Traditional constellations are uniformally spaced. By giving up uniform spacing, constellations can be designed to have larger joint (i.e. overall) capacity or parallel decoding capacity. In this paper non-uniformally spaced (i.e. 'geometrically' shaped) constellations are designed to maximize either of these quantities. By way of numerical capacity computations we show that except in special cases, there are no universally optimal geometrically shaped constellations across all code rates, and that the optimization of a constellation has to target a specific code rate. Unlike joint capacity, optimizing for parallel decoding capacity is label dependent.
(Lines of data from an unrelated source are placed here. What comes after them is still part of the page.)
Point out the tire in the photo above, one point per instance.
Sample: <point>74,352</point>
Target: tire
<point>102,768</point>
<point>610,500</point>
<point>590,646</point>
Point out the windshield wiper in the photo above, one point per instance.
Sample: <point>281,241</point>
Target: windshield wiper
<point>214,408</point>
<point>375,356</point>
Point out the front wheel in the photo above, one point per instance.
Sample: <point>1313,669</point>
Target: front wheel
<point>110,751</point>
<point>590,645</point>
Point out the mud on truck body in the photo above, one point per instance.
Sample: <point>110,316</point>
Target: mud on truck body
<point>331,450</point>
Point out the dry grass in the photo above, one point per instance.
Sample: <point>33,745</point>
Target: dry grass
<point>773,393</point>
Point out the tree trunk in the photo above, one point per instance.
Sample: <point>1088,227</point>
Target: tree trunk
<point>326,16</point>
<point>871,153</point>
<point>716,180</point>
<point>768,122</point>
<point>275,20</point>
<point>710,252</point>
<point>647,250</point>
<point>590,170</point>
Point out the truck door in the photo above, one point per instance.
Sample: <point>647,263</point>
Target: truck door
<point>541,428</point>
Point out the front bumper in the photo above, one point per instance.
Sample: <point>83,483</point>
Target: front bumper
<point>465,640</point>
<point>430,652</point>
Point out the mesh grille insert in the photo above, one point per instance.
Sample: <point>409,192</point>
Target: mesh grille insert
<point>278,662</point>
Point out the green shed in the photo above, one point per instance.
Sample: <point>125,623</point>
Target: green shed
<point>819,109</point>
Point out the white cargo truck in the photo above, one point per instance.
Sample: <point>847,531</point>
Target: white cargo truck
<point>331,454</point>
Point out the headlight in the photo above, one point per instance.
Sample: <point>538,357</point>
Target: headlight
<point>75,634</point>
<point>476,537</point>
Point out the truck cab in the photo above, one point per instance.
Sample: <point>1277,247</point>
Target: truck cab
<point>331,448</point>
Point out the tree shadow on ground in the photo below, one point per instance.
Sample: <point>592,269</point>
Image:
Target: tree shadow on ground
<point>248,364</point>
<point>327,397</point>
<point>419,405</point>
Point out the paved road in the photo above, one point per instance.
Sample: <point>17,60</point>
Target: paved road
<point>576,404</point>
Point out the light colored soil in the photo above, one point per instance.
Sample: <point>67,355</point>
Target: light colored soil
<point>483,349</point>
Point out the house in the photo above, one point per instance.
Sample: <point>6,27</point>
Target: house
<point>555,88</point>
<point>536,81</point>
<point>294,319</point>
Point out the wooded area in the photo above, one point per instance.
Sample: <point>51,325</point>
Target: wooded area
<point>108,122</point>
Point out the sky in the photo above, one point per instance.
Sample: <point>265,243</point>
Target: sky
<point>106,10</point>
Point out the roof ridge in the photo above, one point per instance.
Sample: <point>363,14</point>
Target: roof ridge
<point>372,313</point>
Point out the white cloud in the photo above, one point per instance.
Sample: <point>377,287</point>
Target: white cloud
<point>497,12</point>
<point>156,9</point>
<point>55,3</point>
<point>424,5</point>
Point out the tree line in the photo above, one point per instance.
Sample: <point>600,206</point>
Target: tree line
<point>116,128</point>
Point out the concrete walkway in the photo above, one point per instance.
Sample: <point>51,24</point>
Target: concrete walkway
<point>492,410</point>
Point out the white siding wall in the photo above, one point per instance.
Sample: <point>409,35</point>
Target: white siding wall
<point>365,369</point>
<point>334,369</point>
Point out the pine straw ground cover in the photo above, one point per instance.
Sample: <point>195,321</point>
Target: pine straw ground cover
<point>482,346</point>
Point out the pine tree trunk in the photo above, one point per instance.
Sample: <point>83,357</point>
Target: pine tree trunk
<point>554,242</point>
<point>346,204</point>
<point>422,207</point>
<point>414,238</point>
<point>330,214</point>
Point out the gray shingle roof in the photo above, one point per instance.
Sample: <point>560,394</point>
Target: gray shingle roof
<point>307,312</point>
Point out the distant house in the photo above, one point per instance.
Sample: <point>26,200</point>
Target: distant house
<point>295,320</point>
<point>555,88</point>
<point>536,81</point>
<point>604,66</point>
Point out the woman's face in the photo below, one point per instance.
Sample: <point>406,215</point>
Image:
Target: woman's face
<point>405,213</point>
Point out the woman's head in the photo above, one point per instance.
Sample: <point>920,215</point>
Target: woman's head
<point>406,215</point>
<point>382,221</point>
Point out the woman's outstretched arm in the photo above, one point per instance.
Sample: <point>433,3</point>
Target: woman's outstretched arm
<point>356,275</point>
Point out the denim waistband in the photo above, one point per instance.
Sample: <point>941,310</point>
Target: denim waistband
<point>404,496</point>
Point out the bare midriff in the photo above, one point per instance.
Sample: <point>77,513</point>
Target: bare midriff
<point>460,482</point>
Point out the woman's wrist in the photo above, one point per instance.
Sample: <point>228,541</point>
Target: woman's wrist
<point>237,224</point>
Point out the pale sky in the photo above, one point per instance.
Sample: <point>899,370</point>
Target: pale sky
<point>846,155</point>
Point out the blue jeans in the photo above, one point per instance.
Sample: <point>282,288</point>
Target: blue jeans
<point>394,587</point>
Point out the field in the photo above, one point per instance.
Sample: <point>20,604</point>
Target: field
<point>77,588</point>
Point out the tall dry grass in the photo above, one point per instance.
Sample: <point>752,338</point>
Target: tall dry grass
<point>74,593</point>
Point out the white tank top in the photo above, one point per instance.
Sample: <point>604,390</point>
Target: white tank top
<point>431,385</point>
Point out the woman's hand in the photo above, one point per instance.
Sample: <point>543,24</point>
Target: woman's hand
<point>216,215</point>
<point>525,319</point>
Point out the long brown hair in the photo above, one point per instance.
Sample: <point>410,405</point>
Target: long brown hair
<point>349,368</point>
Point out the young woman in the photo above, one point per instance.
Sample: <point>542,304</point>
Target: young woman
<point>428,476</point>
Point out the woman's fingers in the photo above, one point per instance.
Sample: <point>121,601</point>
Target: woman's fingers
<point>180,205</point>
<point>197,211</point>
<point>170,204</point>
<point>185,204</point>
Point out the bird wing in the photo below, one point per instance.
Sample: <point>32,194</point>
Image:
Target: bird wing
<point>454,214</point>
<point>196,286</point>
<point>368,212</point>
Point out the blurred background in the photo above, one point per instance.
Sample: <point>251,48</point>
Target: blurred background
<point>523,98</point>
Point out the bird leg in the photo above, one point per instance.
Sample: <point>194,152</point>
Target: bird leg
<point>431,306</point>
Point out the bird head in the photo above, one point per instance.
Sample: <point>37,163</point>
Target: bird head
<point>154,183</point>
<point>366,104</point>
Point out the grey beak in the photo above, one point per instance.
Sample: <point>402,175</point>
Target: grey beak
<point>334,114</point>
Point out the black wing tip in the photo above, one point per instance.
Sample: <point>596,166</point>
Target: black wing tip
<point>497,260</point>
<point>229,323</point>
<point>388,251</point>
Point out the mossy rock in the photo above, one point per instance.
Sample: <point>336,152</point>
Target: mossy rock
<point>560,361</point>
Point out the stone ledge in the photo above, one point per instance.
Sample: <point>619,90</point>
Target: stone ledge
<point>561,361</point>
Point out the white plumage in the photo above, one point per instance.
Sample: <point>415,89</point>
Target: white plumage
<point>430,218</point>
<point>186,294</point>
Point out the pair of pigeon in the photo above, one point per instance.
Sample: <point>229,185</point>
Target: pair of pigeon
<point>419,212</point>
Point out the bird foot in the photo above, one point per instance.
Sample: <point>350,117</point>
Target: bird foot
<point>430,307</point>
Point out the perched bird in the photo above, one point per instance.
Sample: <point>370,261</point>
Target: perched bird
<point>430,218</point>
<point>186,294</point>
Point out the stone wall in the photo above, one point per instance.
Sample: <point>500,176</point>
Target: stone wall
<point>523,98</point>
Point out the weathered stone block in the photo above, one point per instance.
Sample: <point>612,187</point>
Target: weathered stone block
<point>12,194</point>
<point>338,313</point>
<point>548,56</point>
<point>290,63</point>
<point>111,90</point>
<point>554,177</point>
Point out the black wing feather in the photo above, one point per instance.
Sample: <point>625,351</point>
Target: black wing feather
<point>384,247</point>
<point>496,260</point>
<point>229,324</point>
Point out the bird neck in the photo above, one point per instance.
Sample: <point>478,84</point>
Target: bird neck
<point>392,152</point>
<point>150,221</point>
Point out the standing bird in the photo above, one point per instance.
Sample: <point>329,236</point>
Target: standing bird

For PAM and PSK constellations, we found the maximum parallel decoding capacity to be achieved using gray (not necessarily binary reflective gray) labels. However, for PAM constellations, not all gray labels can yield the highest parallel decoding capacity. Besides the conventional use of a (log2 (M) -1) /log2 (M) code rate with an M-point constellation for bandwidth efficient communications, the optimized constellations could offer further non-trivial gains at lower code rates (unlike traditional constellations). An optimized constellation is used with a state-of-the-art LDPC code and simulation results are presented. This paper also draws a distinction between probabilistic shaping and geometric shaping and in fact proves under broad conditions, that any gain in capacity which can be found via probabilistic shaping can also be achieved or exceeded solely through geometric shaping.